La Fiesta del Fuego es cobija para poetas, intelectuales y artistas que no creen en centros ni periferias. La cultura vista como savia que corre por las venas, como aire que inflama sus velas. Gente que ama el sol. Gente que escribe, canta, danza, ama, saborea, vive.
A estas alturas, he visto de todo en el Festival del Caribe: al sable de Toussaint Louverture erguido en el cristal, sangre de chivo manando en el ritual, cinturas rompiéndose al ritmo de un merengue dominicano. Y al Nobel de Aracataca, García Márquez, firmando autógrafos hasta en la espalda.

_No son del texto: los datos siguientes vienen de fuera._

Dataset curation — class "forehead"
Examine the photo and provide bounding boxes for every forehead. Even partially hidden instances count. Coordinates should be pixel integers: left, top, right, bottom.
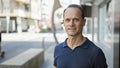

A tres mujeres del Caribe rindiendo al mundo: a Sonia Silvestre, en medio de la tarde; a Lucecita Benítez, la jíbara de la alabanza; a Sara González, cantando la victoria. A Luis Carbonell, el acuarelista, pintando olas con la palabra. A Totó la Momposina. A Marta Jean Claude, mujer de dos islas, cantando, o llorando, o las dos cosas.
A la Stell Band de Trinidad Tobago, al vallenato, a las arpas llaneras. A los cueros sonantes, a los diablos danzantes, a la reina del carnaval de Aruba. A los muñecos gigantes de Pernambuco. A un diablo de paja quemarse frente al mar. A una ciudad irse detrás de una corneta china.
He visto de todo.
El Caribe es un grito de coral. Es una ola, un abrazo, un festival. Una llama que jamás se apaga.